In a move that could inspire other jurisdictions, according to BrazilPortal, Brazilian President Dilma Rousseff has signed legislation that stipulates that worker’s who respond (or even just check) emails sent from their place of employment during off hours are entitled to overtime pay. This comes after legislators wrangled with the issue, deciding in the end that when a boss sends an employee an email asking for work to be done, it’s the same as doing so while that employee is at the office, and thus should come along with compensation.

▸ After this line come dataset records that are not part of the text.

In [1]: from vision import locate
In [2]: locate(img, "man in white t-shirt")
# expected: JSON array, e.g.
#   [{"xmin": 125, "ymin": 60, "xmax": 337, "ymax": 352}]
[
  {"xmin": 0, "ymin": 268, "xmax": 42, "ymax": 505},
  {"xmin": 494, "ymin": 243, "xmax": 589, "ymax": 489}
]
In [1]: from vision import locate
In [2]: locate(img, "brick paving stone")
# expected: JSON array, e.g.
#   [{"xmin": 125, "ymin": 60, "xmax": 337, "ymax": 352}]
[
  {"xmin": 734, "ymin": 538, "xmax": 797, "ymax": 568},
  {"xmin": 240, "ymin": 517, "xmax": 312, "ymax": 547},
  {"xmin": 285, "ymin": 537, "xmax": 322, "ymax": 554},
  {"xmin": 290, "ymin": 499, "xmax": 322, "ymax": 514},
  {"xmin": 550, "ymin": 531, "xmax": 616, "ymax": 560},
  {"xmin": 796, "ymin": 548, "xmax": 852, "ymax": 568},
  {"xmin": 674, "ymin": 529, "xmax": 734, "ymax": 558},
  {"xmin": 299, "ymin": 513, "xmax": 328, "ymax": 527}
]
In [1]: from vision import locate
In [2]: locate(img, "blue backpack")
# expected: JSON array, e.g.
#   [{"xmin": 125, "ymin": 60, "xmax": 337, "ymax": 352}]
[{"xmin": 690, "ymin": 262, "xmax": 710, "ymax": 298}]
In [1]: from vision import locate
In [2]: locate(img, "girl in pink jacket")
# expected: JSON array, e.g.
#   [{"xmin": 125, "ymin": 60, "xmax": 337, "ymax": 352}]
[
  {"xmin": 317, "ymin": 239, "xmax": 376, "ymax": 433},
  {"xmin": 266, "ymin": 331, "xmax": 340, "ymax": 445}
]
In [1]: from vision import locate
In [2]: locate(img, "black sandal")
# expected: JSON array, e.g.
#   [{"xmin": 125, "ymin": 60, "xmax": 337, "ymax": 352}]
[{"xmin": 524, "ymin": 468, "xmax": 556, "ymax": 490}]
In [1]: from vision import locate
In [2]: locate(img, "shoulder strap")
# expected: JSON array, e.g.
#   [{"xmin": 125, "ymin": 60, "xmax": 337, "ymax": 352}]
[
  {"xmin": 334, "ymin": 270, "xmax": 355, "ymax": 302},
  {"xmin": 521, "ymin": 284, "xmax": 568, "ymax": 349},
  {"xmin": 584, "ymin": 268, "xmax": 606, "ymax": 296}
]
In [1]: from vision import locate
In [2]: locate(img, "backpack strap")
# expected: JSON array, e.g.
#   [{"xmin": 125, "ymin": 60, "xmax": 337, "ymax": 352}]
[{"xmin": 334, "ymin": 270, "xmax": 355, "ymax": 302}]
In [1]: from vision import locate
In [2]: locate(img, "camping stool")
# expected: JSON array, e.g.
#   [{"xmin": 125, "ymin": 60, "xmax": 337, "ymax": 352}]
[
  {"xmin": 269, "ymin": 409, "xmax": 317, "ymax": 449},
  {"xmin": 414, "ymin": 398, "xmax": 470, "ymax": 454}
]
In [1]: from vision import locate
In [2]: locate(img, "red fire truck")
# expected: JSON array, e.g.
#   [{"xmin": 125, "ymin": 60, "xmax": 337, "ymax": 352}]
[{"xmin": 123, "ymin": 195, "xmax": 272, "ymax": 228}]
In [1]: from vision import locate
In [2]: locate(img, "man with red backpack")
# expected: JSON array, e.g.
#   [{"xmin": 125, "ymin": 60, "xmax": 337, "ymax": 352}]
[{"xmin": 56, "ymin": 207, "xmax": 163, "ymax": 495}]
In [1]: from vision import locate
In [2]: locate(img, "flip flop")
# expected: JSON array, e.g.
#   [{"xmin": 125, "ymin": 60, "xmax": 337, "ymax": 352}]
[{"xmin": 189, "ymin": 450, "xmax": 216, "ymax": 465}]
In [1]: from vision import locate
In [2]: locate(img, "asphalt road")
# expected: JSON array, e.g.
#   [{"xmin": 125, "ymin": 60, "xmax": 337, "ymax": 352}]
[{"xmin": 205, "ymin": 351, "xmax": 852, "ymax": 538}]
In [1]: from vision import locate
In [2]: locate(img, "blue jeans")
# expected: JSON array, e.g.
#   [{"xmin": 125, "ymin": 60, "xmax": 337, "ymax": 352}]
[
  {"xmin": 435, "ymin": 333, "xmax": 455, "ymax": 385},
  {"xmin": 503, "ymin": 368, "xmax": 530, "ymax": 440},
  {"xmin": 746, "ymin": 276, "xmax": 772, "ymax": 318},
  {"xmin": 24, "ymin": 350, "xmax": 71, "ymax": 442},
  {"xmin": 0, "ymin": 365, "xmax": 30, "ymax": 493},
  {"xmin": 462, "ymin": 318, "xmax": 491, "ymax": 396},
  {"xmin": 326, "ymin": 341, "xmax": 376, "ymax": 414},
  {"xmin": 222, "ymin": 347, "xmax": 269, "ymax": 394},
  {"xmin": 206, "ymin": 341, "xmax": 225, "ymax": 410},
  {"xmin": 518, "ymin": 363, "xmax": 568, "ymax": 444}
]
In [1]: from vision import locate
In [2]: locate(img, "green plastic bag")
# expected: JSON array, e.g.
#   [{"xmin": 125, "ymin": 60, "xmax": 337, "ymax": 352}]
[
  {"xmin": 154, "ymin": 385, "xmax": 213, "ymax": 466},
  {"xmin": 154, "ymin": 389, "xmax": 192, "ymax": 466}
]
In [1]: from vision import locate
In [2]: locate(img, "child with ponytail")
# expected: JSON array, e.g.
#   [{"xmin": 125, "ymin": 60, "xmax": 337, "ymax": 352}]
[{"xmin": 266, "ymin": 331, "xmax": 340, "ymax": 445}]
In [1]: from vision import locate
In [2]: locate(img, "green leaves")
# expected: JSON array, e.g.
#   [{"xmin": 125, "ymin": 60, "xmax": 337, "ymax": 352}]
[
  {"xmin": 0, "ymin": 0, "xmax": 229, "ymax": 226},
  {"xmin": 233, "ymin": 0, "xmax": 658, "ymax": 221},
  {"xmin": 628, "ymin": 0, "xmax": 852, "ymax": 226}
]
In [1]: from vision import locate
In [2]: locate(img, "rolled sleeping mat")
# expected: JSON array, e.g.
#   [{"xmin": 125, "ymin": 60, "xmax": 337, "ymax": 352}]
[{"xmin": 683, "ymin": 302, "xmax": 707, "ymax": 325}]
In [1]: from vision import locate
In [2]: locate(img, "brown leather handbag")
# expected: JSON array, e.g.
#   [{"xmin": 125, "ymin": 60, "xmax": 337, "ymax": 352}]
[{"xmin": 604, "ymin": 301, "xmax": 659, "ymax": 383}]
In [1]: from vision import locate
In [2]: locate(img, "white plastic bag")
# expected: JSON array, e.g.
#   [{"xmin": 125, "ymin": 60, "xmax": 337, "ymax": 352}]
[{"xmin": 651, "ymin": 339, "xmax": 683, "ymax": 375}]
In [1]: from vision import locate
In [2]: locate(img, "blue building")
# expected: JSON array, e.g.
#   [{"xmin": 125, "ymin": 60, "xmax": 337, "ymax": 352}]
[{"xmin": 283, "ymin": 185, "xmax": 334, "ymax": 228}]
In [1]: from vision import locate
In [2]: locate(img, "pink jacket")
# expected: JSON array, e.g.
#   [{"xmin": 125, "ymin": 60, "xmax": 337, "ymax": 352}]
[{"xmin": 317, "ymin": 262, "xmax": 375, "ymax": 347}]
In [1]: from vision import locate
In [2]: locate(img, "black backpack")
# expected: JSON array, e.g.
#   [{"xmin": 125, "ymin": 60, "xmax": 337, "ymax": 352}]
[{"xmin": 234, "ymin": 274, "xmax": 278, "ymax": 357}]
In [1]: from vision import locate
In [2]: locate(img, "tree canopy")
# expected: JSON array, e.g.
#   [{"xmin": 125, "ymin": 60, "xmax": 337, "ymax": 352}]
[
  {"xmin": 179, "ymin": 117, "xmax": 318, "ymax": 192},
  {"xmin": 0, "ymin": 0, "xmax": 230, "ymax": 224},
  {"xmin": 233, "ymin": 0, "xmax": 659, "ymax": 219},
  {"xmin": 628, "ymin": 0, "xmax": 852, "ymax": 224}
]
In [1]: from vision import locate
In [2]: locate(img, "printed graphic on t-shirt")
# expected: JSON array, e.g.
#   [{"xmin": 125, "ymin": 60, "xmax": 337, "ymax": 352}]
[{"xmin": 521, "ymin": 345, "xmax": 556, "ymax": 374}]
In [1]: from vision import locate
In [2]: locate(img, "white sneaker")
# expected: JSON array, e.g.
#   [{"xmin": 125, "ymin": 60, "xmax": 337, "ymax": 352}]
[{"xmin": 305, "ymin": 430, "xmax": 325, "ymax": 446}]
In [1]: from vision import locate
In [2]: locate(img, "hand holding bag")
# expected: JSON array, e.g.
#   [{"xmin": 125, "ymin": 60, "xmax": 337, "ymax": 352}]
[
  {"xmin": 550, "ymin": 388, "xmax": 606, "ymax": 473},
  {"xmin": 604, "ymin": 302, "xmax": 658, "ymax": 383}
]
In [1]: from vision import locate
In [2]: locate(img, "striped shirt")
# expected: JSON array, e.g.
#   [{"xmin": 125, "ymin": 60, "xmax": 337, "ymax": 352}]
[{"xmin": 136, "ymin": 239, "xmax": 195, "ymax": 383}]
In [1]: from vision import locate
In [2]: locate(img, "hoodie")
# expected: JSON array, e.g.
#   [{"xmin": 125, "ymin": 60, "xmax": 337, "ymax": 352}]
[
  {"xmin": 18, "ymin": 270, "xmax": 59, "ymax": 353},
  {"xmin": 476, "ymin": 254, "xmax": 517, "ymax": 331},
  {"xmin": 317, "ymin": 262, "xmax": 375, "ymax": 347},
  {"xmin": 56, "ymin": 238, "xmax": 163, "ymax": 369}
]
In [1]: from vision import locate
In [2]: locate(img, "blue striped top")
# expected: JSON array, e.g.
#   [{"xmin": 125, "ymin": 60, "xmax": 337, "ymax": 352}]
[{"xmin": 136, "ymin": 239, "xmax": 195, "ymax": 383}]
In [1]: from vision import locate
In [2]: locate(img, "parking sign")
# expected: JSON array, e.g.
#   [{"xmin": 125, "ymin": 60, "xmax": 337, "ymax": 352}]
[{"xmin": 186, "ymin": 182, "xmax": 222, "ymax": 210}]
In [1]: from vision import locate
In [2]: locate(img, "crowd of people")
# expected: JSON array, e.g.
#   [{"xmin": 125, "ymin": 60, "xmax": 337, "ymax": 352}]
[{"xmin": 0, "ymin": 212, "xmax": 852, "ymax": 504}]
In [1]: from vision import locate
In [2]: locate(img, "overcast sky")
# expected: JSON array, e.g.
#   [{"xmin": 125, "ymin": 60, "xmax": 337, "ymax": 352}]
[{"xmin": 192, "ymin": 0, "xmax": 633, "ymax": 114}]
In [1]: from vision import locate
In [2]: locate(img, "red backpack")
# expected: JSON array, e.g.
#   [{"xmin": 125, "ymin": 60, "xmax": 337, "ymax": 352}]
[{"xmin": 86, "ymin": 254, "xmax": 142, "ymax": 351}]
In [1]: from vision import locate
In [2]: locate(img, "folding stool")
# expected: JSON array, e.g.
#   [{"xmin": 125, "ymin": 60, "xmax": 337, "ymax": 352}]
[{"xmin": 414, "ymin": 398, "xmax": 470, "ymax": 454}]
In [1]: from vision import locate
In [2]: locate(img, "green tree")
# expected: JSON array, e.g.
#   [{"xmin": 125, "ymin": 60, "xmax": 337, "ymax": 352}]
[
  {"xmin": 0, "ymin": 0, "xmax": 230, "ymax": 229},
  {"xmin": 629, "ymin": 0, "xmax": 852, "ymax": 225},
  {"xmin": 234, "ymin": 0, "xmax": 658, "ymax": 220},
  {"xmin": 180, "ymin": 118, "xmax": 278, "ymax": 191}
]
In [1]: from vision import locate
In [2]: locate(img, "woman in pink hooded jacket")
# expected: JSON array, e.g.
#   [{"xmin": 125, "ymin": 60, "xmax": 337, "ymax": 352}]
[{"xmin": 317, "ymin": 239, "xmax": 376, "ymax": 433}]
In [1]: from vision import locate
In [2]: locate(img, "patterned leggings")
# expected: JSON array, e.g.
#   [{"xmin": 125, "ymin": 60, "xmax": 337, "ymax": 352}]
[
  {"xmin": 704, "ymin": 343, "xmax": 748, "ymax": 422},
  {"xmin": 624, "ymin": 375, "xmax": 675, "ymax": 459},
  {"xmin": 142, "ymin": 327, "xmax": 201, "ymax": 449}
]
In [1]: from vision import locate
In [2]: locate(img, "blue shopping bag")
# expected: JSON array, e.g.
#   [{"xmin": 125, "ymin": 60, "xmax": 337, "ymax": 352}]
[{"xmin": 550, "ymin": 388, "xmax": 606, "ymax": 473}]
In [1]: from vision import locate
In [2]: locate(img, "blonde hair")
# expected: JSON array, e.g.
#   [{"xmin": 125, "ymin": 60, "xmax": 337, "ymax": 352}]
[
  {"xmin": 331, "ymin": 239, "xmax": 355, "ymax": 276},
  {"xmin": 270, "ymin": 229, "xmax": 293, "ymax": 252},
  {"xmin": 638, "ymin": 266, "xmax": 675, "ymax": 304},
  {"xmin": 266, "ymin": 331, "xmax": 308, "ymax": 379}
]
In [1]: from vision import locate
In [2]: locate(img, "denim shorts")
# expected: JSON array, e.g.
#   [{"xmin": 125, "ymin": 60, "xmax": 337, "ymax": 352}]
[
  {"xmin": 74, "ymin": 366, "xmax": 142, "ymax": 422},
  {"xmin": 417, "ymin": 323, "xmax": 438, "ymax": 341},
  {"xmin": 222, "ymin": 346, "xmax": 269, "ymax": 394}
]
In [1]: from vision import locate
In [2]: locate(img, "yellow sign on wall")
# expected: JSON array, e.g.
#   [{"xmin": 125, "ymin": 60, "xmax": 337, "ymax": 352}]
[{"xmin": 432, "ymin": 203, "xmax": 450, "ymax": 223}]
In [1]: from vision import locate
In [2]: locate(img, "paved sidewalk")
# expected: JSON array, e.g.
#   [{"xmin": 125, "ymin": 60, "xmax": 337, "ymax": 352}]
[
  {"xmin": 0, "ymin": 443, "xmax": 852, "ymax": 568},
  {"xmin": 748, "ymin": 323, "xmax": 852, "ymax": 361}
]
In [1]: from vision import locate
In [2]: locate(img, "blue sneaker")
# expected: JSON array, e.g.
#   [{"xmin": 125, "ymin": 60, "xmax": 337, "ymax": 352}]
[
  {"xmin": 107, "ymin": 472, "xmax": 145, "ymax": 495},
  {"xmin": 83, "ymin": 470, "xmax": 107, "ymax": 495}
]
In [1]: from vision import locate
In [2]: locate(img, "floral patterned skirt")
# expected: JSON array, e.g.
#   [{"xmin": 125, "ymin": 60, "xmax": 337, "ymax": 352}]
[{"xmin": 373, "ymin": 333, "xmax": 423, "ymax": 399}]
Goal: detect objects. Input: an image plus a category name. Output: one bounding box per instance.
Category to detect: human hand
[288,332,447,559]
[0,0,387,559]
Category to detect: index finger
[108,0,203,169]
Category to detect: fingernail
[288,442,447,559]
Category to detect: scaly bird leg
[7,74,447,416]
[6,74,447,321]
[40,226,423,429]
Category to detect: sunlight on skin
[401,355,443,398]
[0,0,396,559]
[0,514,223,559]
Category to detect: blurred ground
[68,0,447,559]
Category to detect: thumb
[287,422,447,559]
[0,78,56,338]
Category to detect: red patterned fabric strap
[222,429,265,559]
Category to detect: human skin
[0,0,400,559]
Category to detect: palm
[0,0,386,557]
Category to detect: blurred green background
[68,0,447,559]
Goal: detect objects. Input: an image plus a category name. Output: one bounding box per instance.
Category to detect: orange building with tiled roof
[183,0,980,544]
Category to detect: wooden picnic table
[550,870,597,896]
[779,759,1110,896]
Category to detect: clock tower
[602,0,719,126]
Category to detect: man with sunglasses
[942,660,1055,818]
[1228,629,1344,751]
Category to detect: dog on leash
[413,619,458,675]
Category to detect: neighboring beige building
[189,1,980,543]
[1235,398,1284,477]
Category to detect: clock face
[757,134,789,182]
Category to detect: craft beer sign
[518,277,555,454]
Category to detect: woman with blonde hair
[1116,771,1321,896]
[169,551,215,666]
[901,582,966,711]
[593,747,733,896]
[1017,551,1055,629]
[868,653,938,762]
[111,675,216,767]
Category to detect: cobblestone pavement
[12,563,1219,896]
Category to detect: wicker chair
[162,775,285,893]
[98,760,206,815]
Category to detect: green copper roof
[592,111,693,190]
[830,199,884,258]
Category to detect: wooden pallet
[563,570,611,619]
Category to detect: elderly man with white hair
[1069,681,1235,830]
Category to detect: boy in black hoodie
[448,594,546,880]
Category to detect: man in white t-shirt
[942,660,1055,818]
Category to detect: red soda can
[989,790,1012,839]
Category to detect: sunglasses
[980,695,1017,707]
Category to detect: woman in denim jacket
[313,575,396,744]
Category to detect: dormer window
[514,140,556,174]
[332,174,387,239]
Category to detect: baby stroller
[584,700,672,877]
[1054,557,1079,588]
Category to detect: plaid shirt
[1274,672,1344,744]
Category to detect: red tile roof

News of the new law has already had an impact in other countries. In Australia, for example, as reported by the Sydney Morning Herald, workers have begun complaining that they too should be paid for such work. This comes, the newspaper reports, on the heels of other events that likely contributed to the decision in Brazil. A worker in Chicago, for example, filed a class action lawsuit against his employer claiming that they refused to pay overtime for responses made to email during off hours. The paper also notes that Volkswagen recently made headlines by announcing that it would stop sending employees any email after hours. And French company Atos announced that it plans to phase out corporate email altogether.
As all of these examples point out, there is a rising censuses among workers of the world that corporations have been using a loop-hole to get more out of employees without having to pay them for their efforts. It’s also likely to bring to the forefront issues related to email messaging that occurs when employees are on vacation, which sometimes leads to dial-in meetings. Such issues are likely to be much more difficult to iron out however as most such employees are salaried, rather than hourly, which means, employers can claim that such work is simply part of their job, for which they are compensated as part of their normal salary. Making such claims even more difficult is the fact that very few white collar workers are unionized, which makes banding together to air grievances all the more difficult. When combined with a general fear of losing a job due to a tough economy, most will be more apt to keep silent and just accept it as part of their job.
Because Brazil has taken the step of forcing companies to pay overtime for email, it’s likely that this issue is one that will only grow louder, as more and more employees decide that being forced to read and respond to email during off hours, truly is work, and they ought to get paid for that, or not be sent such messages in the first place.